I don't see your name, so this essentially anonymous -but I'll mention
one thing
Maintenance. How many places do you have the same code in many of them?
Of course, we shouldn't do that, but we probably do. When a change is
needed, there is just one place - the service program - that needs changing.
Now YMMV - depends on a number of things, one of which I hinted at above.
The other answers to this have been around the world many times -
anything related to more structured, modular programming techniques,
applies to this question.
You mention all these "binding" things - I find that it is a bit of FUD
just to list them. Once you've set up bindery language, you're done, and
additions are easy to do. Statid vs dynamic vs by reference - you
basically choose one, and you're done again.
Another one? Object size.
Another one? Just compiling CL programs as ILE gives you a great
performance boost with almost no effort - great ROI. Why NOT take the
low-hanging fruit?
Others will have more to add.
<not-letting-you-know-this-is-vern>
:)
On 2/3/2013 7:17 PM, w 4038 wrote:
What good is ILE??
Before ILE, if you needed to call program B from program A, a simple CALL statement did the job.

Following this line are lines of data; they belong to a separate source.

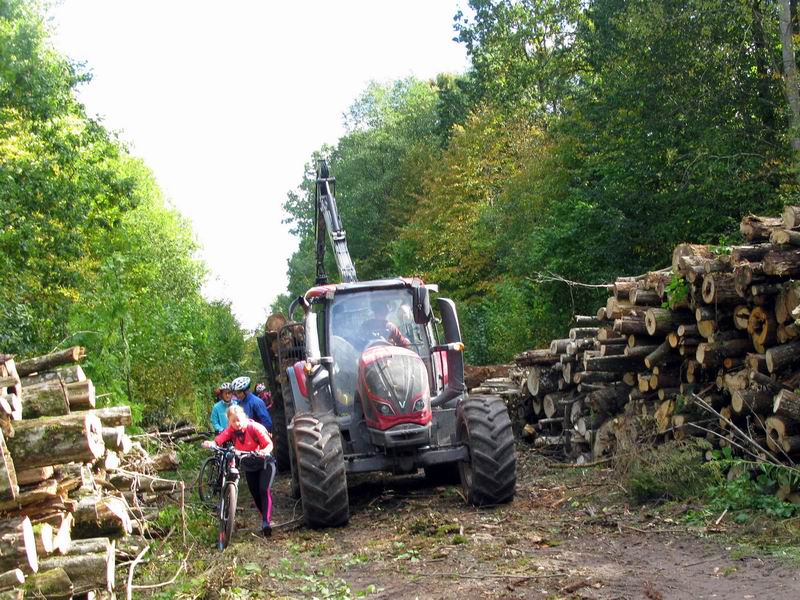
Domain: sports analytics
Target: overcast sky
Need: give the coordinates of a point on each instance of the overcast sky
(226, 101)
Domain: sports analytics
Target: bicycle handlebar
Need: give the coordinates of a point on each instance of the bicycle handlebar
(240, 453)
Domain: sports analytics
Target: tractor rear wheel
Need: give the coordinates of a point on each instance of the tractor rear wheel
(490, 476)
(321, 473)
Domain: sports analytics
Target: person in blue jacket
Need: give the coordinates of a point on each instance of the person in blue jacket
(253, 406)
(219, 417)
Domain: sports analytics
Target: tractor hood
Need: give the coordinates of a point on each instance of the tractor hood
(393, 387)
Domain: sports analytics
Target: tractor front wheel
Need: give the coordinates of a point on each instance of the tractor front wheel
(490, 476)
(321, 473)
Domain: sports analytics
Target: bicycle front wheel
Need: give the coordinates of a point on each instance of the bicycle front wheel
(227, 515)
(208, 481)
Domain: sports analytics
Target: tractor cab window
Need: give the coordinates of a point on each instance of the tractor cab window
(363, 319)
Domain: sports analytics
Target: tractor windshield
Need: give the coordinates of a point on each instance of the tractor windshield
(363, 319)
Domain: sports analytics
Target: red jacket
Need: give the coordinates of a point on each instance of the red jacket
(254, 437)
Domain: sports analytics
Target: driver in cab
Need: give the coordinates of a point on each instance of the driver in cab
(380, 327)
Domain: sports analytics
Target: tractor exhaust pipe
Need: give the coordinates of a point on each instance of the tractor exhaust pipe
(455, 358)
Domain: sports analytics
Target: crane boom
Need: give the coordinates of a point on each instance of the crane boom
(327, 218)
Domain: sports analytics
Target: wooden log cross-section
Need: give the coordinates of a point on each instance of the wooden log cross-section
(46, 441)
(90, 565)
(18, 546)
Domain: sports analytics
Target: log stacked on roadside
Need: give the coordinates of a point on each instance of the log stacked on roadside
(720, 327)
(63, 497)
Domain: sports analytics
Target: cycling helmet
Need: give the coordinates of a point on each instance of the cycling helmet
(240, 384)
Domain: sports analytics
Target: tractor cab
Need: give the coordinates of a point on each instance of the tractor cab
(383, 364)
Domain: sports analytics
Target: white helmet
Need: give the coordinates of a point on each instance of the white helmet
(240, 384)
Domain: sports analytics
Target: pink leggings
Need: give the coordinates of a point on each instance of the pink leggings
(259, 483)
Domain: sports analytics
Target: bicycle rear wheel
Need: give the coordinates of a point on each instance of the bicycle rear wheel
(227, 515)
(208, 480)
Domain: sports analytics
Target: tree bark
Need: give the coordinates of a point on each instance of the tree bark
(57, 440)
(9, 486)
(81, 395)
(70, 374)
(114, 416)
(87, 570)
(18, 546)
(100, 516)
(790, 74)
(53, 584)
(11, 579)
(763, 329)
(787, 404)
(751, 401)
(661, 321)
(45, 400)
(780, 357)
(50, 361)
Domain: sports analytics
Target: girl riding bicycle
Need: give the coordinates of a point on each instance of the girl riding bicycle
(250, 436)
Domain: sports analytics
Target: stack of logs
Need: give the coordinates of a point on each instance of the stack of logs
(709, 347)
(68, 504)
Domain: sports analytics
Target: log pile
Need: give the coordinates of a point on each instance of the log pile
(707, 347)
(71, 480)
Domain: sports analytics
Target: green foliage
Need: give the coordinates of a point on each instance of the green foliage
(91, 252)
(677, 291)
(673, 471)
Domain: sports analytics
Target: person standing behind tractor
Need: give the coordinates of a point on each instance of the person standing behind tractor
(265, 395)
(252, 405)
(249, 436)
(219, 419)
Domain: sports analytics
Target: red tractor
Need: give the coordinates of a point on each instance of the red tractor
(364, 384)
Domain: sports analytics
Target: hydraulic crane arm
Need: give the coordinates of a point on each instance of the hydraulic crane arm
(327, 218)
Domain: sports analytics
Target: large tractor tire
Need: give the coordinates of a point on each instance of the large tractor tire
(321, 473)
(490, 476)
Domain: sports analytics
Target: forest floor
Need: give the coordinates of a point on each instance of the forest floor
(570, 533)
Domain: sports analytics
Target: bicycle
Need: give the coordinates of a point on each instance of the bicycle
(229, 460)
(209, 481)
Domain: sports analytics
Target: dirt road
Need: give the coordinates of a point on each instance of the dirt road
(568, 534)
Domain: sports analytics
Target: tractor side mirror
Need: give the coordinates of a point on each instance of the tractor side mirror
(422, 305)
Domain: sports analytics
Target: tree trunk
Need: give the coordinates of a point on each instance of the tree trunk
(787, 404)
(790, 74)
(780, 438)
(80, 395)
(50, 361)
(782, 263)
(53, 584)
(18, 546)
(791, 215)
(32, 476)
(57, 440)
(9, 485)
(45, 400)
(751, 401)
(612, 363)
(114, 416)
(763, 329)
(780, 357)
(87, 570)
(11, 579)
(661, 321)
(720, 288)
(101, 516)
(70, 374)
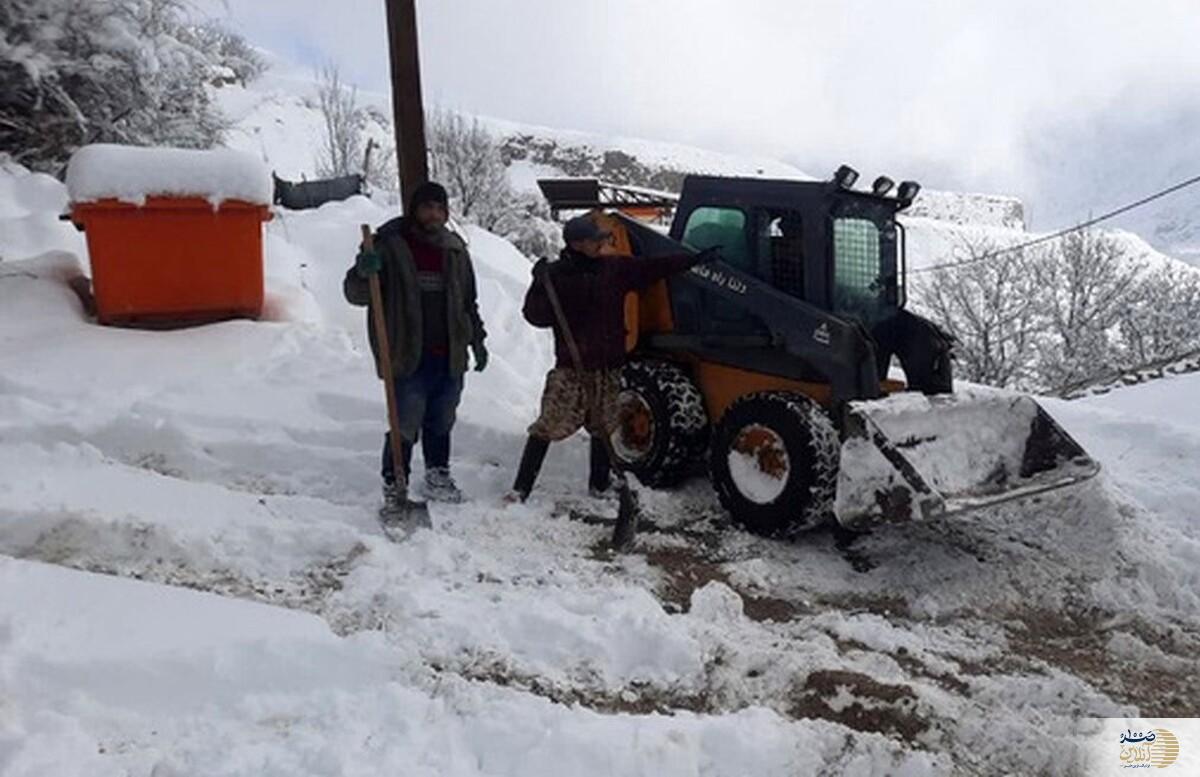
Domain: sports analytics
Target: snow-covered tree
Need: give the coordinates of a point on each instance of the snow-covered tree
(466, 158)
(1086, 282)
(343, 145)
(120, 71)
(1162, 318)
(990, 306)
(228, 50)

All you had to worry about was the library list and it was up to you to pass parameters correctly.
Then IBM introduced ILE.
Now you can worry about, Activation Groups,Binding Directories, Binder Language, subprocedures, service programs, Static Binding, Dynamic Binding, Bind by Reference and some I can't recall right now.
Sure, it's nice that the compile checks to ensure that passed parameters match, but what other benefits are there? The benefit isn't speed. Newer hardware resolves that.
All the complexity just increases the potential for coding errors.
So I ask great minds of the Midrange List, what good is ILE?